Arizona Secretary of State Calls Out Trump’s Plan to Build a ‘Master List’ of Voters as a Threat to Democracy
Arizona’s Democratic secretary of state, Adrian Fontes, warns that Trump’s push to collect voter data from 30 states is an authoritarian scheme to control who can vote and punish opponents. A federal judge just blocked the Trump administration’s lawsuit demanding Arizona’s voter rolls, marking a major defeat for the effort to centralize sensitive voter information under the guise of fighting fraud.
Arizona’s top election official, Adrian Fontes, is sounding the alarm on what he calls Donald Trump’s dangerous attempt to create a “master list” of American voters—a centralized database that would allow the former president to pick and choose who gets to participate in democracy.

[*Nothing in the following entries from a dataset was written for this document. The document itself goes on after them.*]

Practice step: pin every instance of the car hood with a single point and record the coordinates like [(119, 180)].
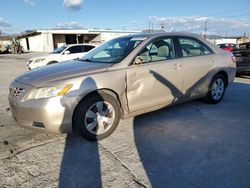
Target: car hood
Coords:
[(59, 72), (45, 56)]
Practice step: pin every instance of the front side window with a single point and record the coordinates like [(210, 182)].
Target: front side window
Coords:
[(59, 50), (113, 51), (87, 48), (191, 47), (75, 49), (160, 49)]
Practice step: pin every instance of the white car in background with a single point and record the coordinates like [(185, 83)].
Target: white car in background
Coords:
[(64, 53)]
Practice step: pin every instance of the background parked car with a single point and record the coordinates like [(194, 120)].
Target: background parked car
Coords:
[(64, 53), (242, 55), (227, 46)]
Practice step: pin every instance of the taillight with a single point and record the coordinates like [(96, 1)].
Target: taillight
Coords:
[(233, 59)]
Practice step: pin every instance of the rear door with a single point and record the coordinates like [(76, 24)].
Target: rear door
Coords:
[(196, 64)]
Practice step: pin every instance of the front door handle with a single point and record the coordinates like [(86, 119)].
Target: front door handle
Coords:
[(177, 66)]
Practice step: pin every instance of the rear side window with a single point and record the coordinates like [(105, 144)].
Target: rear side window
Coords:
[(191, 47), (75, 49)]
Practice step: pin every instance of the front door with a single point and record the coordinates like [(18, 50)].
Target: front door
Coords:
[(157, 80)]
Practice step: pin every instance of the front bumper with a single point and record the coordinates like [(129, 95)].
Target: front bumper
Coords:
[(31, 65), (52, 115)]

Fontes bluntly compares this plan to “apartheid in the United States” and authoritarian regimes like North Korea, warning that with such a list, Trump could effectively declare citizens “enemies of the state” and cut off their access to essentials like bank accounts and healthcare.
This battle is playing out in courtrooms across the country. The Trump administration’s Department of Justice sued Arizona and 29 other states demanding access to their voter rolls, claiming the data was needed to investigate widespread fraud—claims repeatedly debunked by election experts and multiple court rulings. Arizona, along with states like California and Michigan, refused to comply, citing state laws protecting voter privacy.
On Tuesday, a federal judge appointed by Trump sided with Arizona, ruling that the DOJ had no legal right to the voter data. This marked the sixth federal court to reject the administration’s demands, a clear judicial repudiation of what Fontes calls an “unprecedented invasion into the privacy of Americans” based on a “false narrative of illegal voting.”
Fontes, elected as part of a Democratic wave that took control of Arizona’s top offices, is now fighting to defend the state’s election integrity against relentless attacks. Trump loyalists have pushed baseless claims that the 2020 election was stolen, fueling audits like the infamous Cyber Ninjas review of Maricopa County—a partisan effort that only reinforced Biden’s victory.
The stakes are high. Arizona’s elections remain under multiple federal investigations, including one by Homeland Security Investigations, which bizarrely continues to probe the 2020 election years after it was settled. Meanwhile, Trump’s recent executive order aims to create a national voter file that would restrict mail-in voting—a method used by 80% of Arizona voters and originally developed by Republicans.
Fontes calls out Republican state leaders who have cooperated with federal subpoenas for voter data as putting politics over voter protection. He warns that these efforts are less about election security and more about consolidating power and controlling American democracy on Trump’s terms.
The fight over voter data in Arizona is a microcosm of a larger, alarming trend: an orchestrated push by Trump and his allies to undermine the right to vote and weaponize personal information against political opponents. This is not just about elections. It’s about the future of democracy itself.